Microsoft Windows Security Warning

  sjbell 16:57 28 Dec 2005

Just seen this over on the Secunia website (click here)

A vulnerability has been discovered in Microsoft Windows, which can be exploited by malicious people to compromise a vulnerable system.

The vulnerability is caused due to an error in the handling of corrupted Windows Metafile files (".wmf"). This can be exploited to execute arbitrary code by tricking a user into opening a malicious ".wmf" file in "Windows Picture and Fax Viewer" or previewing a malicious ".wmf" file in explorer (i.e. selecting the file). This can also be exploited automatically when a user visits a malicious web site using Microsoft Internet Explorer.

NOTE: Exploit code is publicly available. This is being exploited in the wild.

The vulnerability has been confirmed on a fully patched system running Microsoft Windows XP SP2. Microsoft Windows XP SP1 and Microsoft Windows Server 2003 SP0 / SP1 are reportedly also affected. Other platforms may also be affected.

Do not open or preview untrusted ".wmf" files and set security level to "High" in Microsoft Internet Explorer.

  sjbell 17:07 28 Dec 2005

'J B' has further details in his post (click here)

  sjbell 17:41 28 Dec 2005

More at about. com click here

  Number 7 18:52 28 Dec 2005

NOD32 has patched the expliot, and no doubt the the other AV vendors have/will do the same.

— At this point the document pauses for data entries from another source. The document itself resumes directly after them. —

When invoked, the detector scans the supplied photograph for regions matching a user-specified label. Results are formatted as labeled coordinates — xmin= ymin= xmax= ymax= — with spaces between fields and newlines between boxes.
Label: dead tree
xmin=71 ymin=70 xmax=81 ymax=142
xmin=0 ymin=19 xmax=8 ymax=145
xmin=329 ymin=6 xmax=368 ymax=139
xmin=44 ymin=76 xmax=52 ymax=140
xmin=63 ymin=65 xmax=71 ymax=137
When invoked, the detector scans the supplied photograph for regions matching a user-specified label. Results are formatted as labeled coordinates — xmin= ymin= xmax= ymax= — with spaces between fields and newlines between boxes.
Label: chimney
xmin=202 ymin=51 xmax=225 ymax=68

Reference for NOD32 users: click here

  SG Atlantis® 19:34 28 Dec 2005

I have nero photosnap as my default image viewer.

so am I safe?

  Number 7 20:51 28 Dec 2005

No, you're not.

The exploit is in the operating system.

It doesn't matter which App you use.

  SG Atlantis® 20:58 28 Dec 2005

:( following the above guidelines. thanks sjbell for making us aware.

  PaulB2005 23:17 28 Dec 2005

No they haven't. It just detects the corrupted files and stops them. The OS is still vulnerable if NOD32 is removed.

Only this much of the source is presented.